Capture1



Logging and Capturing Strategies

Getting video footage off your tapes and into your nonlinear editor


This article was adapted from Final Cut Pro 2 Editing Workshop, written in December 2001, and originally published in DV magazine. 

Before you can cut video on any nonlinear editing system, you have to get your material into your computer. The logging process can seem mysterious and boring, a combination that leads some producers to give it as little attention as possible. But it’s the first crucial step in editing a project.

Whether you’re working with analog or digital material, the logging process can be time consuming, but is rarely difficult. However, the strategy you use to get your material onto your hard drives will affect how you edit.

If the material is digital you usually simply capture the video, essentially copying from your tape onto your hard drive. If the material is analog, you usually have more options because you often can pick your data rate, and consequently your file size. This is where things start to get interesting.

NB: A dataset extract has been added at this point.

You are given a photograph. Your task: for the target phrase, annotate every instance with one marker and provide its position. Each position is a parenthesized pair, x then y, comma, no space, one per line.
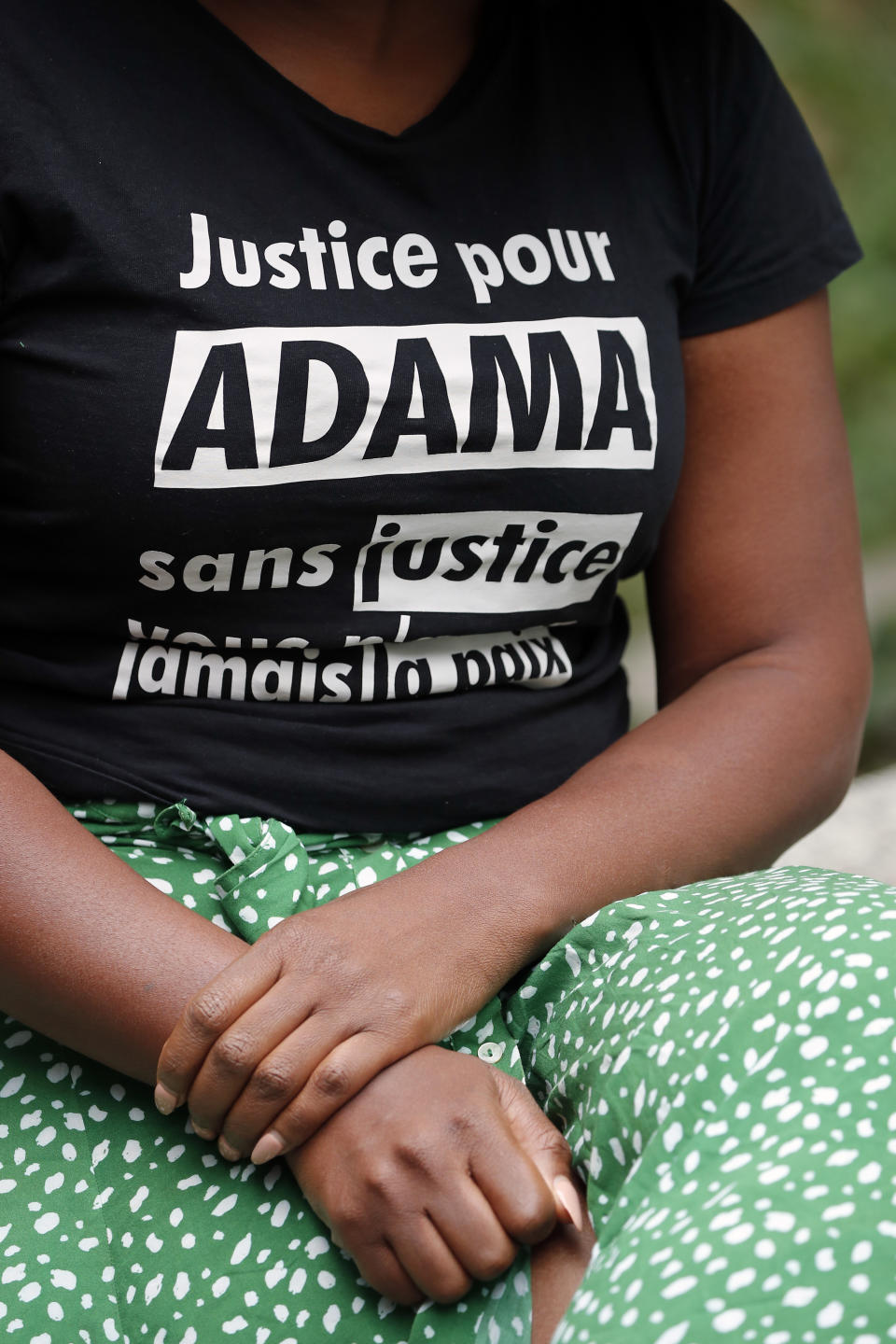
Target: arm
(113,996)
(763,668)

Let’s first go back a few years, ante-NLE, to the days of linear tape editing. The logging process then of course occurred at a VTR and started with the editor, often with the producer, looking through the material and hand-writing copious notes, all accurately referenced to the tape’s timecode.

When NLE systems first became popular, editors and producers naturally emulated their tried and true linear workflow. In those early, but not too distant days, hard drives were relatively small and hideously expensive. So the editor had to judiciously choose footage to load onto the drive. The first step in nonlinear editing was the same as with linear: log those tapes.

But unlike linear, logging for NLE became an integral part of editing methodology. As the logging process moved to the computer it also became a selection process, the first culling of the video, often quite severely, perhaps down to a finished ratio of 10:1. This may seem like a high ratio, but when you start with camera operators shooting cheap videotape, as opposed to expensive film, source-to-final ratios of 50:1 or 100:1 are not unusual. That first culling of footage became a substantial commitment to the direction, focus, and even structure of the final product.